Glencore Plc will buy a majority stake in Teck Resources Ltd.’s coal business, ending a months-long saga and setting the stage for the commodity giant to exit the coal business itself.
The two companies have spent much of the year in a bitter public fight after Teck rejected an unsolicited $23 billion offer from Glencore, which proposed creating two new metals- and coal-focused companies. The Glencore offer, while unsuccessful, was enough to disrupt an earlier plan by Teck to spin off its coal business.
For Glencore and its relatively new chief executive officer, Gary Nagle, the deal represents a company defining moment that will pave the way for an exit from its hugely profitable but polluting thermal coal business and leave it focused on metals needed for the energy transition. Glencore intends to put the combined coal operations into a new company listed on the New York Stock Exchange within two years of the acquisition closing, Nagle said.
“I don’t think this is a second prize,” Nagle said on a conference call. “We’ve done very well acquiring an excellent asset.”
In the deal announced Tuesday, Glencore will pay $6.93 billion for a 77% stake in Teck’s business, while steelmakers Nippon Steel Corp. and Posco, which currently own minority stakes in Teck coal mines, will own the rest. Glencore said it also expects to pay $250 million to $300 million to acquire a shareholder loan made by Teck to the coal business. The Glencore deal, which requires Canadian government approval, implies an enterprise value of $9 billion for Teck’s coal business.
Glencore shares rose 3.1% by 10:38 a.m. in London, while Teck gained 5.1% in premarket trading in New York.
The fight over Teck has highlighted the challenges facing miners with large coal operations — the businesses are big profit drivers for both companies, but many investors are increasingly reluctant to hold exposure to the polluting fossil fuel.
Before the Teck proposal became public, Glencore had previously said it would continue running its mines until they were depleted, even as many of its rivals pulled out of the thermal coal business under pressure from investors. Assuming Glencore’s plans to split out the business proceed, its remaining operations — like Teck’s — will be focused on metals such as copper and zinc.
Glencore’s successful coal bid is an ironic end to the acrimonious saga, after Teck and its controlling shareholder, Norman Keevil, pointedly attacked the Swiss company’s track record in rejecting its takeover proposal earlier in the year. The deal will ensure “continued socially and environmentally responsible steelmaking coal operations and enhanced benefits for Canada,” the Canadian company said on Tuesday.

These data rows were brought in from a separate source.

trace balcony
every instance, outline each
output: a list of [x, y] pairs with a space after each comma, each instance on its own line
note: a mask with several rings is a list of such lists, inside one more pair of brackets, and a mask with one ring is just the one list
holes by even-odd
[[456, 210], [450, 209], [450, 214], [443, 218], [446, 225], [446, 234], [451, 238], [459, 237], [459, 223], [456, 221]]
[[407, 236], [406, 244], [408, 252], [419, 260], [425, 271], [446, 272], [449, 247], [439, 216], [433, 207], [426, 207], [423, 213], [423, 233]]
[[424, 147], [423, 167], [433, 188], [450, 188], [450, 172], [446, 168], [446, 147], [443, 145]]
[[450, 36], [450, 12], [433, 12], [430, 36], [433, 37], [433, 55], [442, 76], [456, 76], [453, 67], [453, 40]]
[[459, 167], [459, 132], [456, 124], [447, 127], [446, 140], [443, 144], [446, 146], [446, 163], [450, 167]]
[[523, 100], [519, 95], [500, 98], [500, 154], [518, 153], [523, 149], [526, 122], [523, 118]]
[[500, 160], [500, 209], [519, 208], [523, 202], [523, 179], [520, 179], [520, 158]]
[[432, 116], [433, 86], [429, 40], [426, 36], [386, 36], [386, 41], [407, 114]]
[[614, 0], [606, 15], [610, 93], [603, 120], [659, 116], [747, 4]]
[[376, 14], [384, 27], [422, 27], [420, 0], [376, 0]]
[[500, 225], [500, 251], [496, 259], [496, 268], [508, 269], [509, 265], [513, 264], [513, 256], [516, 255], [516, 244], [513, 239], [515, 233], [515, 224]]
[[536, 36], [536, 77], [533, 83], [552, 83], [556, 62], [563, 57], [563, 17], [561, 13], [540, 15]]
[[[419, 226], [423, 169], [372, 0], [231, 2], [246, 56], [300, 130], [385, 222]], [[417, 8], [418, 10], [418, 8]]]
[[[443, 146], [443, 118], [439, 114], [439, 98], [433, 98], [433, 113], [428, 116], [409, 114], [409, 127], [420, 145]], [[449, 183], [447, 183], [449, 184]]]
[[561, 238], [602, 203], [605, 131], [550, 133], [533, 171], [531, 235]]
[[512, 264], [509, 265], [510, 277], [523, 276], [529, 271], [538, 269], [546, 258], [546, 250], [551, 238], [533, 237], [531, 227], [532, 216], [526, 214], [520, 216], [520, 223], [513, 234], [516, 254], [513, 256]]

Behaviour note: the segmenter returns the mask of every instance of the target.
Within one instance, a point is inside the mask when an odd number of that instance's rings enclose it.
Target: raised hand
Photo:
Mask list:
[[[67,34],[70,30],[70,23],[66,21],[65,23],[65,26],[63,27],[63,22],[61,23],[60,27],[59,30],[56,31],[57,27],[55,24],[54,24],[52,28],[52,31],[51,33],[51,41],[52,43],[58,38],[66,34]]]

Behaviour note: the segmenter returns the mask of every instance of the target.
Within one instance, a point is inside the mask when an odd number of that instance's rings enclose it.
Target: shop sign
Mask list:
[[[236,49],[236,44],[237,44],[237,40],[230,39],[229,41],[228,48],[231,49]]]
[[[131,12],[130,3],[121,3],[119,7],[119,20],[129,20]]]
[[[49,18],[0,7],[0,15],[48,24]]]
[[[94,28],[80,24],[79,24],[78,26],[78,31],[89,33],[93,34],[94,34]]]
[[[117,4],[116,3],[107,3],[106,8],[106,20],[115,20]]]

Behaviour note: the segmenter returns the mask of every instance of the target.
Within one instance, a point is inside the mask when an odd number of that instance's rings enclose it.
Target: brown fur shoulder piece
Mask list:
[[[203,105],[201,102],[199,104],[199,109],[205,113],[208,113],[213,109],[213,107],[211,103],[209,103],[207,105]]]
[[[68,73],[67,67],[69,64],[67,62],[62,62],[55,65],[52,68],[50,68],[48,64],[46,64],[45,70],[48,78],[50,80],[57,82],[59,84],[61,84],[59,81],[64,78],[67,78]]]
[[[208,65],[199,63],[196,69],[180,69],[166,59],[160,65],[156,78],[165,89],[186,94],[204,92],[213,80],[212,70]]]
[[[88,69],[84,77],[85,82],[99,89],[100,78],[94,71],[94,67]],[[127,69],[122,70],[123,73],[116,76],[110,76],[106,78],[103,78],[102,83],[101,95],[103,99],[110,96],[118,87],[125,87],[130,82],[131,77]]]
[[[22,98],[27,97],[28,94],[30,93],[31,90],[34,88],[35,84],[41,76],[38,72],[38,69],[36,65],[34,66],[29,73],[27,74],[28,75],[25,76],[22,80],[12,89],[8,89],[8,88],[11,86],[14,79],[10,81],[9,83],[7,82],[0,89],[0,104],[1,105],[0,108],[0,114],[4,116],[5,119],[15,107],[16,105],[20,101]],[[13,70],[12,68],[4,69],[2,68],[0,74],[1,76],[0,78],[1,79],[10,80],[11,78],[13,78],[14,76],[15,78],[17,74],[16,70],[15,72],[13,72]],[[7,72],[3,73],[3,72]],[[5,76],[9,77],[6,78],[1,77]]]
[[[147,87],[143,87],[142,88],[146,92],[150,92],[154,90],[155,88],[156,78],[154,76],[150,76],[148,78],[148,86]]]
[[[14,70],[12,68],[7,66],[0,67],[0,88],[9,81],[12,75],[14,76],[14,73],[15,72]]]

For Teck, the deal finally ends its struggle to find a solution for its mines that produce steelmaking coal after years of studying various options to separate it. The company had initially planned a complicated spin off that left it paying royalties to the remaining metals business, before Glencore disrupted the plan.
Nippon Steel, which currently owns 2.5% in some of Teck’s coal assets, will convert the ownership and put in additional cash to take a 20% stake in the business, while Posco will convert its ownership stake in Teck mines to a 3% holding in the business.
Teck, which will now have no exposure to the coal business, said it will use the proceeds to pay off debts, build new metal mines and return some to shareholders.
“We were able to achieve what we saw as the best value for this transaction as well as a clean separation,” said Teck CEO Jonathan Price. “The valuation for this transaction was clearly superior.”
The deal caps a difficult year for the Canadian miner. Alongside the bruising takeover battle with Glencore, it has also faced a cost blowout at its flagship new copper mine in Chile which was originally the main lure for Glencore. The company must now reassure shareholders that it can use the coal sale proceeds to build new copper mines on time and on budget.
The Glencore deal won’t require a vote by Teck’s shareholders, unlike the earlier spinoff plan that was abandoned after it failed to win enough support.
The separation of the coal business may also make Teck a target for some of the industry’s biggest names, who are keen to add more exposure to copper. Teck said Tuesday that Glencore had agreed to a two-year standstill from the time of closing, which would prevent it making a further unsolicited takeover bid.
The deal will need to be approved by the Canadian government, which has been increasingly focused on protecting the country’s natural resources. The fight over Glencore’s initial takeover offer drew the attention of federal and regional government officials.
(Updates with additional details. An earlier version corrected a company name.)